= Four Hymns (Vaughan Williams) =

Ralph Vaughan Williams in 1913

Four Hymns, set to music for tenor voice with the accompaniment of pianoforte and viola obbligato, is a liturgical song cycle composed by Ralph Vaughan Williams.

==Composition==
Following the composition of Five Mystical Songs in 1911, Vaughan Williams began to compose a smaller scale piece, which was completed in 1914. However, World War I delayed the presentation of the song cycle until 1920. In setting the four hymns to music, Vaughan Williams chose poems by Jeremy Taylor, Isaac Watts, Richard Crashaw, and Robert Bridges (a translation from the Greek).

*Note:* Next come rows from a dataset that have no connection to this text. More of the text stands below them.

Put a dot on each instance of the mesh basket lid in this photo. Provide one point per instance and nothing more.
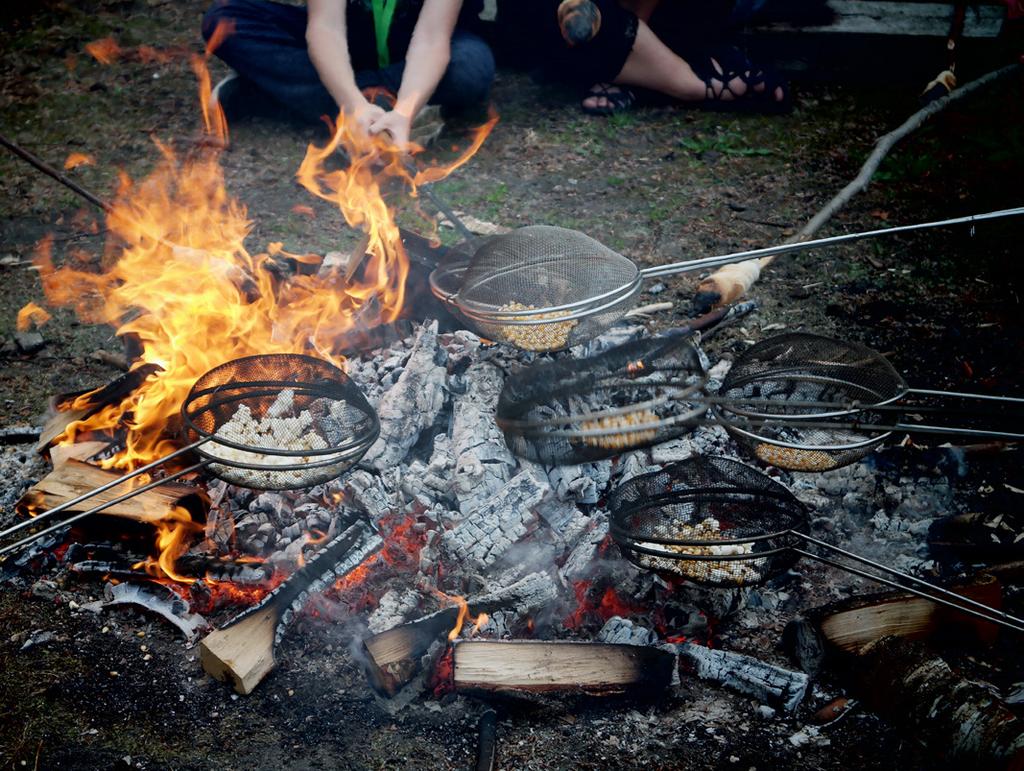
(279, 421)
(839, 370)
(543, 266)
(706, 500)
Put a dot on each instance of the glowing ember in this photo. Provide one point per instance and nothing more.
(104, 50)
(32, 315)
(177, 276)
(608, 605)
(78, 159)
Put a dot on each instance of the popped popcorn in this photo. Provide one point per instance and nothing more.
(738, 572)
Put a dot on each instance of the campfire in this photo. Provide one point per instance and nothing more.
(453, 564)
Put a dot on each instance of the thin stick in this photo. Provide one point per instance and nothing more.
(50, 171)
(732, 282)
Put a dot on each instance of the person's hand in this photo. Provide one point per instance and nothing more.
(365, 114)
(394, 123)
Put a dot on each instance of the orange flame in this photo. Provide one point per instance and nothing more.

The cycle is sometimes called Four Hymns for Tenor and Strings and performed in an orchestrated version with a string orchestra replacing the piano part. This version remains unpublished, but a manuscript in the composer's hand shows that he had completed an arrangement for string quartet, extracting Violin I, Violin II, and Cello parts from the original piano part.

==Hymns==
The hymns are

1. "Lord, Come Away!" – Penned by Jeremy Taylor, it is notable for shifts in dynamics relative to the poetic content.
2. "Who is this fair one?" – Written by Isaac Watts, it features notable interplay between the solo tenor and solo viola, the two instruments communicating.
3. "Come Love, Come Lord" – Written by Richard Crashaw, it is among the shortest in the cycle and perhaps the most mysterious.
4. "Evening Hymn" – Translated from the Greek by Robert Bridges, it is a contrapuntal composition, and features two themes, the viola and tenor melody with the bell-like basso ostinato accompaniment.